What authors do you admire?

Oh, so many. The ones I’m going to say are just the ones I’ve got at the forefront of my mind right now. I love Yangsze Choo, she wrote The Ghost Bride and The Night Tiger. I love J.R.R. Tolkien, he’s a master of the craft. We’re actually reading Lord of the Rings as a family, and I will say that it’s brilliant, but there is a lot of boring walking. And I love Kristin Cashore, who wrote the Fire series. It’s really good. I don’t want to give anything away, but you should read it.

What books do you love? 

I love those books I mentioned. My husband got me a book of poetry by Louise Glück. I’ve been working on that. I haven’t been reading too too much lately, so there’s nothing just burning right now. A book of short stories that I like is My Mother She Killed Me, My Father He Ate Me. It’s by a bunch of famous writers. You might like it, too, Cate. It’s a collection of retold fairy tales, but kinda weird and kinda dark. It’s got a strange vibe that I really like.

Why turn writing into a full-time job?

Writing is work. It’s life and breath, but it’s also work. So becoming a full-time writer would just be formalizing what is already there. Like getting married. If you don’t get married, it doesn’t mean you don’t love the person or you’re not serious, but getting married kind of tells everyone else. You know? It’s just a signifier to the world that, you know, this is my main thing. I know in some ways I might be unhappy turning what I love into work, but I also think it would be really satisfying to get my stuff out there, to see what people think of my world, interact with them, see what their ideas are.

What is the greatest achievement of writing so far?

Oh, gosh. I did finish 50k words for NaNoWriMo a few years ago. And I wrote a children’s story for my children. I did the art for it, too. It’s a lift-a-flap book. You can see some pictures of it on my Instagram (@reyobtik). It’s not published, but my kids can enjoy it, so that’s what matters to me.

What is your greatest failure in writing so far?

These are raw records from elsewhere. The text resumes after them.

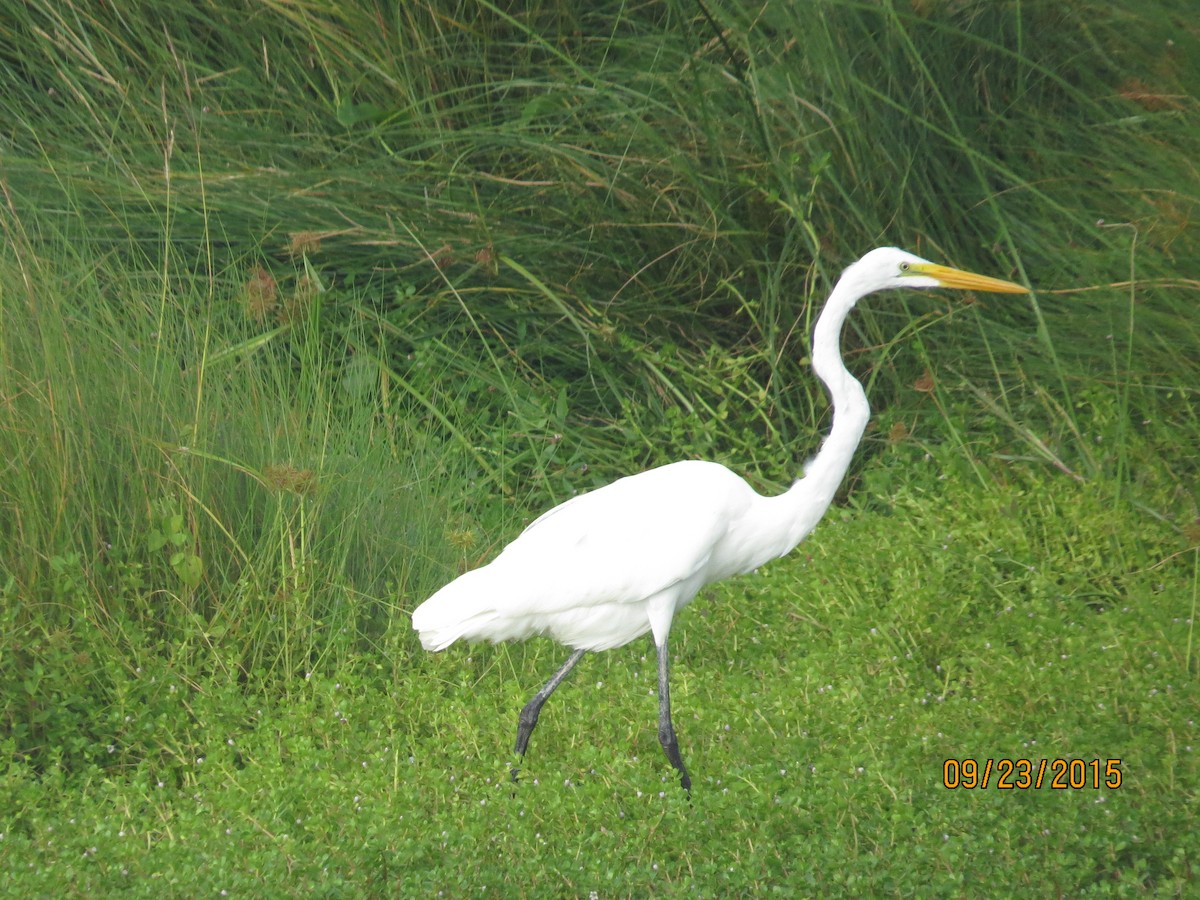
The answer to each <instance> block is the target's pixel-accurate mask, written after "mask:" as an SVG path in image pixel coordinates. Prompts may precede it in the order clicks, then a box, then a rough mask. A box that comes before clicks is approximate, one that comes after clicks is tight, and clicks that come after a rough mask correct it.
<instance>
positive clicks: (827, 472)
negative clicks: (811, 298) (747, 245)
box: [788, 281, 871, 524]
mask: <svg viewBox="0 0 1200 900" xmlns="http://www.w3.org/2000/svg"><path fill="white" fill-rule="evenodd" d="M857 301H858V293H857V292H856V289H854V288H853V286H852V284H848V283H847V282H846V281H841V282H839V283H838V286H836V287H835V288H834V290H833V293H832V294H830V295H829V299H828V300H827V301H826V305H824V308H823V310H822V311H821V316H820V317H818V318H817V324H816V328H815V329H814V330H812V371H814V372H816V376H817V378H820V379H821V380H822V382H823V383H824V385H826V388H827V389H828V391H829V401H830V404H832V406H833V427H832V428H830V430H829V434H828V437H826V439H824V442H822V444H821V451H820V452H818V454H817V455H816V457H815V458H814V460H812V461H811V462H809V463H808V464H806V466H805V467H804V478H803V479H800V481H798V482H797V484H796V485H794V486H793V488H792V490H796V488H797V487H800V486H804V488H805V492H806V493H808V496H806V497H805V500H806V502H808V503H810V504H814V505H815V506H818V508H820V512H818V514H817V518H820V517H821V515H823V514H824V511H826V509H828V506H829V503H830V502H832V500H833V496H834V492H836V490H838V485H840V484H841V480H842V478H844V476H845V475H846V469H848V468H850V461H851V457H852V456H853V454H854V448H857V446H858V442H859V440H862V438H863V432H864V431H865V430H866V421H868V419H869V418H870V415H871V409H870V406H869V404H868V402H866V392H865V391H864V390H863V385H862V384H859V383H858V380H857V379H856V378H854V376H852V374H851V373H850V371H848V370H847V368H846V366H845V364H844V362H842V361H841V326H842V324H844V323H845V322H846V317H847V316H848V314H850V311H851V310H852V308H854V304H856V302H857ZM788 493H791V492H788ZM814 524H816V522H814Z"/></svg>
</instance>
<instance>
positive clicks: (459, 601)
mask: <svg viewBox="0 0 1200 900" xmlns="http://www.w3.org/2000/svg"><path fill="white" fill-rule="evenodd" d="M475 571H481V570H479V569H476V570H474V571H472V572H467V574H466V575H462V576H460V577H458V578H457V580H455V581H452V582H450V583H449V584H446V586H445V587H444V588H442V589H440V590H439V592H437V593H436V594H434V595H433V596H431V598H430V599H428V600H426V601H425V602H424V604H421V605H420V606H418V607H416V610H414V611H413V628H414V629H415V630H416V631H418V632H419V634H420V637H421V646H422V647H424V648H425V649H427V650H444V649H445V648H446V647H449V646H450V644H452V643H454V642H455V641H460V640H463V638H466V640H479V638H486V640H490V641H500V640H504V637H505V636H506V635H504V634H503V630H504V629H503V624H502V623H503V618H504V617H503V616H502V614H500V612H499V610H498V608H497V604H496V599H494V590H492V592H488V590H485V589H481V588H476V586H475V584H473V583H472V582H473V581H475V580H474V578H472V577H470V576H472V575H474V572H475Z"/></svg>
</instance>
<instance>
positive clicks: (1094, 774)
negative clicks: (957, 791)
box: [942, 757, 1124, 791]
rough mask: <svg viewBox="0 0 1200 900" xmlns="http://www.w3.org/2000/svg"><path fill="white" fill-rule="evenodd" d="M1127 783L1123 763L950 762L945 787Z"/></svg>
mask: <svg viewBox="0 0 1200 900" xmlns="http://www.w3.org/2000/svg"><path fill="white" fill-rule="evenodd" d="M1123 781H1124V774H1123V773H1122V772H1121V760H1098V758H1097V760H1008V758H1004V757H1001V758H998V760H992V758H986V760H972V758H970V757H967V758H965V760H953V758H952V760H947V761H946V762H944V763H942V787H947V788H949V790H952V791H954V790H966V791H973V790H976V788H979V790H986V788H989V787H995V788H996V790H997V791H1031V790H1032V791H1038V790H1040V788H1043V787H1048V788H1050V790H1051V791H1084V790H1092V791H1098V790H1100V788H1102V787H1108V788H1109V790H1112V791H1115V790H1117V788H1118V787H1121V785H1122V782H1123Z"/></svg>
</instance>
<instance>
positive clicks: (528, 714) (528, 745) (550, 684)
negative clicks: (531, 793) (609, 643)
mask: <svg viewBox="0 0 1200 900" xmlns="http://www.w3.org/2000/svg"><path fill="white" fill-rule="evenodd" d="M584 653H587V650H575V653H572V654H571V655H570V656H569V658H568V660H566V662H564V664H563V667H562V668H559V670H558V671H557V672H554V674H552V676H551V678H550V680H548V682H546V684H545V686H544V688H542V689H541V690H540V691H538V692H536V694H534V695H533V700H530V701H529V702H528V703H526V704H524V709H522V710H521V715H520V716H517V754H518V755H521V756H524V751H526V748H527V746H529V736H530V734H533V726H535V725H536V724H538V716H539V715H540V714H541V708H542V706H544V704H545V703H546V698H547V697H548V696H550V695H551V694H553V692H554V688H557V686H558V685H560V684H562V683H563V679H564V678H566V676H569V674H570V673H571V670H572V668H575V664H576V662H578V661H580V660H581V659H583V654H584ZM512 780H514V781H516V780H517V769H516V768H515V767H514V769H512Z"/></svg>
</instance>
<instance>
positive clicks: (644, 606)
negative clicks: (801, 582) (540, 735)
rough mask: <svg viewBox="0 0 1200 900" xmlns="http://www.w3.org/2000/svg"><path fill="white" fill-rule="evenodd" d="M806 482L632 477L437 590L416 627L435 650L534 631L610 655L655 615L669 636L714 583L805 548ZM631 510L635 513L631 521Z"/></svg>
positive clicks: (582, 500) (562, 512)
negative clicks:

I am sitting on so many unfinished books. I’ve got plots worked out, worlds built, characters made, but I just haven’t finished them. I really wanted to get this one series made before my kids got too old, I wanted them to kind of grow up with the characters. But I don’t see that happening and it makes me really sad. But maybe even if I had published it, my kids would never have enjoyed it anyway. *sigh*

What is the most difficult thing about writing?

I’m tempted to say finding time to write, but probably the most difficult thing in my lifetime of writing is finishing an idea. You mentioned in a different episode something about the idea of resistance and writer’s block, and it really clicked with me. So sometimes there’s resistance, and I think that must be the hardest part for me.

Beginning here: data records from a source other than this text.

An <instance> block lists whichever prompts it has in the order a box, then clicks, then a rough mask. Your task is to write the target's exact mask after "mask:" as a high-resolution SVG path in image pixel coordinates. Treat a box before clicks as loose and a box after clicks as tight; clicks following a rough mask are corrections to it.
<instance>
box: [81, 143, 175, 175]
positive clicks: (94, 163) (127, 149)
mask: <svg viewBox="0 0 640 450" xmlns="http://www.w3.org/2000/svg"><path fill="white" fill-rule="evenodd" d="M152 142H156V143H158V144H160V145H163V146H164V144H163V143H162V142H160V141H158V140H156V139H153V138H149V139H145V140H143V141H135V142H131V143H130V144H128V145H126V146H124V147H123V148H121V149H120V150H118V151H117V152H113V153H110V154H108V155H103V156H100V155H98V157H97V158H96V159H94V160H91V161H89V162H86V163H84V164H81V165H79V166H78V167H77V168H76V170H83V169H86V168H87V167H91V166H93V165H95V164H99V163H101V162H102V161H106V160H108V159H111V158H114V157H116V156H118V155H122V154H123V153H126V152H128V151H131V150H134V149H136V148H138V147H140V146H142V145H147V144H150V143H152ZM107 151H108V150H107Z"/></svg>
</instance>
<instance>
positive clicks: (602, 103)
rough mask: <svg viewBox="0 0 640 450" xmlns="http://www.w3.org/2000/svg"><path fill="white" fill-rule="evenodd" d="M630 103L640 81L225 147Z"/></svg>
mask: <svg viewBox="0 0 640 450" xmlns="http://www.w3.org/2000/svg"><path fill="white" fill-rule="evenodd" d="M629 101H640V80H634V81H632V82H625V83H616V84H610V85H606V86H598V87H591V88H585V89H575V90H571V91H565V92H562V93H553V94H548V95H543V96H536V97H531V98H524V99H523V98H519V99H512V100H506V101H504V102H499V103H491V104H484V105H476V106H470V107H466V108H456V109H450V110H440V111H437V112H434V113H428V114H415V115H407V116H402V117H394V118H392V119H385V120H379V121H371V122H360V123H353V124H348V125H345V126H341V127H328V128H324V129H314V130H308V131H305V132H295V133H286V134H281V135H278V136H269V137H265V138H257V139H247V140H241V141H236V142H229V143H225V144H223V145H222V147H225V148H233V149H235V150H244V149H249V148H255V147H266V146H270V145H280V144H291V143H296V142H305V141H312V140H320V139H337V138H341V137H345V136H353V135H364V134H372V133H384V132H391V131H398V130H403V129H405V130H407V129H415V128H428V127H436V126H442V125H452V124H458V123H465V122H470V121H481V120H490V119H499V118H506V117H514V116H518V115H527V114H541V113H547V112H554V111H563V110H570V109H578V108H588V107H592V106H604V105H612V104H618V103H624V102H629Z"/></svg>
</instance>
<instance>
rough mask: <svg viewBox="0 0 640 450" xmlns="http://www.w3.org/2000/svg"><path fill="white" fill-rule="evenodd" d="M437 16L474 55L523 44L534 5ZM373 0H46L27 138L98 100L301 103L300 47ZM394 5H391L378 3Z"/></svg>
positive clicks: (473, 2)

What is the easiest thing about writing?

I love just writing. Poems are great because I can be super quick. I write my poem down, I think about if there’s anything else I want to add to it, anything I want to emphasize, and then I bring it to workshop. Then I get feedback on it- sometimes I change it based on the feedback, sometimes not.

Where do you see your writing career taking you?

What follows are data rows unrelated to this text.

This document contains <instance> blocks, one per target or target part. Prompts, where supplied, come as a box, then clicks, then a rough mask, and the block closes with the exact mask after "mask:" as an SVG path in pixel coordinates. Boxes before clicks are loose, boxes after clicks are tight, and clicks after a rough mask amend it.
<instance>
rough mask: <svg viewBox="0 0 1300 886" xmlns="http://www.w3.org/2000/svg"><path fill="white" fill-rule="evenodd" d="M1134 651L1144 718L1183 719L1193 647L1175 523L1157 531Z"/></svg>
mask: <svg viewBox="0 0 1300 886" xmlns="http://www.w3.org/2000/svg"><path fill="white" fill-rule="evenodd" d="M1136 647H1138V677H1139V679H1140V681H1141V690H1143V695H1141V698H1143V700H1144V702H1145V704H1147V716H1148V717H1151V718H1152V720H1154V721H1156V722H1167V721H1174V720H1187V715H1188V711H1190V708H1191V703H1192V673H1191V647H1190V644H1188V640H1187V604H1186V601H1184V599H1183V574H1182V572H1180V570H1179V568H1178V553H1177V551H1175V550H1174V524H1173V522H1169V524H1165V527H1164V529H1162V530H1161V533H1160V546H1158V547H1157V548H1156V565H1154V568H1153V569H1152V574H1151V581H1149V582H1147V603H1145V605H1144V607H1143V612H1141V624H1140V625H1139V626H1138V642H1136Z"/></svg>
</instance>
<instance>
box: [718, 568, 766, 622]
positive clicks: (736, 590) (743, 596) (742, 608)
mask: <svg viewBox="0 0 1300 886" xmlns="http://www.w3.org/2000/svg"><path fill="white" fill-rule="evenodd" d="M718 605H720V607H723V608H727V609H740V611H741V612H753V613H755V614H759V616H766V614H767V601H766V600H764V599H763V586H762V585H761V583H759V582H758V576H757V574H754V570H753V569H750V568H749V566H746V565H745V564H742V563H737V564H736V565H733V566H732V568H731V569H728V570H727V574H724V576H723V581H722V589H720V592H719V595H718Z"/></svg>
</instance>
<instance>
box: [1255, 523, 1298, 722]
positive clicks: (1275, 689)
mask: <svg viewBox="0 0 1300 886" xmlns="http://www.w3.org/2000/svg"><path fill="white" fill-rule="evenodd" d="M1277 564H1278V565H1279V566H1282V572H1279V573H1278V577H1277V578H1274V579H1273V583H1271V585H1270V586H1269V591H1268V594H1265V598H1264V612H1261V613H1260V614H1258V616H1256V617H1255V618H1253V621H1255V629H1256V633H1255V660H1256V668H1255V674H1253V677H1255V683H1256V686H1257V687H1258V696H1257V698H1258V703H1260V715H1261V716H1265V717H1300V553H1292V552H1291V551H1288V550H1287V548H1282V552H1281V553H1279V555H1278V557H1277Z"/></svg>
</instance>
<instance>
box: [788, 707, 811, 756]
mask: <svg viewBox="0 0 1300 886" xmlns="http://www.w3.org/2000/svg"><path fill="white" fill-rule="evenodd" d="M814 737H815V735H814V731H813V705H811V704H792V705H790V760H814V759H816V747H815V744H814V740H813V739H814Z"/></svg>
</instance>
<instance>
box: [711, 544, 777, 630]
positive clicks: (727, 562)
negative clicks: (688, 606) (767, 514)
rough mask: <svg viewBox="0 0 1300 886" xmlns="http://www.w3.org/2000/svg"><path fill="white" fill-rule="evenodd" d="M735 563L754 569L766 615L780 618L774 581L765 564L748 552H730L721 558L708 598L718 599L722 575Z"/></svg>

Maybe this is super ambitious, but I have a nine book series I want to publish. Truly, I just want to publish as much of my work as I can. Get as much of my stories out there as possible, because I have a lot. I’ve got another three book series, too. And some short stories and poems. Actually, what I plan to work on most this year is a chapbook.

What road of publishing would you like to travel?

I think traditional publishing for my novels and series. For the short stories and poems I want to put them in literary magazines or journals. And of course I want to publish some chapbooks on my own, with my writing group, or through a local press.

What is one fun fact about you?

Noooooo. Haha. Ok, I guess an interesting fact is that my typewriter is an Olivetti Lettera 32 in light blue, which is the same typewriter Cormack McCarthy used to write all of his big, important works. My husband got it for me our first Christmas together and it has been my favorite thing to type on ever since.

The final question:  What does the statement “Writer at Work” mean to you?

I guess it means that I am writing while working on my other life stuff. Like, I raise my kids and homeschool and run our household, so I’m writing during all of that.